Mr Dacre said although the PCC was "naive" in its investigation of phone hacking, it was unfair to suggest the scandal proved the PCC did not work.
"The truth is that the police should have investigated this crime properly and prosecuted the perpetrators," he said.
"If phone hacking results in the abolition of the PCC, then logically it should result in the abolition of the police and the CPS (Crown Prosecution Service)."
Mr Dacre announced that a new corrections and clarifications column would be published on page two of all Associated Press newspapers.
Fleet Street culture
Mr Dacre, who is the editor-in-chief of Associated Press which publishes the Daily Mail, Mail on Sunday and the Metro newspapers, also accused politicians of seeking revenge on newspapers by criticising the measures taken to investigate phone hacking.
He said the judicial inquiry had more powers than the Chilcot Inquiry which looked into the Iraq War.
The editor talked of the "rank smells of hypocrisy in the political class's current moral indignation over the British press that dared to expose their greed and corruption".
Mr Dacre said the Press Complaints Commission had changed the "culture of Fleet Street" and its Editors' Code was strictly adhered to.
He said self-regulation in a "beefed-up form" would be the "only way of preserving the freedom of the press", and if reforms were to happen, then he preferred the idea of a newspaper ombudsman who could deal specifically with press standards.
'Political friendship'
In his speech to the seminar, Mr Mackenzie criticised the prime minister's relationship with Rupert Murdoch.
He said Mr Cameron was "the daddy of them all" when it came to cosying up to Mr Murdoch and the Leveson inquiry was pointless.
"This is the way our prime minister, our prime minister is hopeful he can escape his own personal lack of judgement.
"He knows and Andy knows [Mr Coulson] should never have been hired into the heart of government.
"I do blame Cameron's lack of judgement in offering it to him.
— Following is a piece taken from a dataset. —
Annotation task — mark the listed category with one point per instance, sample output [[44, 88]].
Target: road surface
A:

It was clearly a gesture of political friendship aimed over Andy's head to Rupert Murdoch," he said.
Speaking at a debate on maintaining standards, Trinity Mirror chief executive Sly Bailey said the company had a series of "common sense" guidelines, and carried out detailed assessments of risks, with a series of checks and good management that cascaded down through the company.
But she said no system of corporate governance, however well thought through and rigorously applied, could be "completely bomb-proof", and it was about minimising the risks of wrong-doing.
Trinity Mirror had a series of editorial procedures and had recently engaged in a thorough review of editorial controls and procedures, she added.
The seminar is the latest of several sessions held as part of the Leveson Inquiry, although the information given at the meetings will not form part of the inquiry.
The Leveson Inquiry will see 46 "core participants" who believe they have been the victim of media intrusion - including JK Rowling, Abi Titmuss, Chris Jeffries, the family of Milly Dowler and the parents of Madeleine McCann - voice their opinions on phone hacking and press standards.
Last week, in a seminar which looked at the competitive pressures on the press and the impact on journalism, former News of the World editor Phil Hall said pressure to produce big stories had not led to phone hacking and a drop in standards.
In a second seminar, on the Rights and Responsibilities of the Press, Guardian editor Alan Rusbridger urged the inquiry to remember "how the freedoms won here became a model for much of the rest of the world", and "how the world still watches us to see how we protect those freedoms".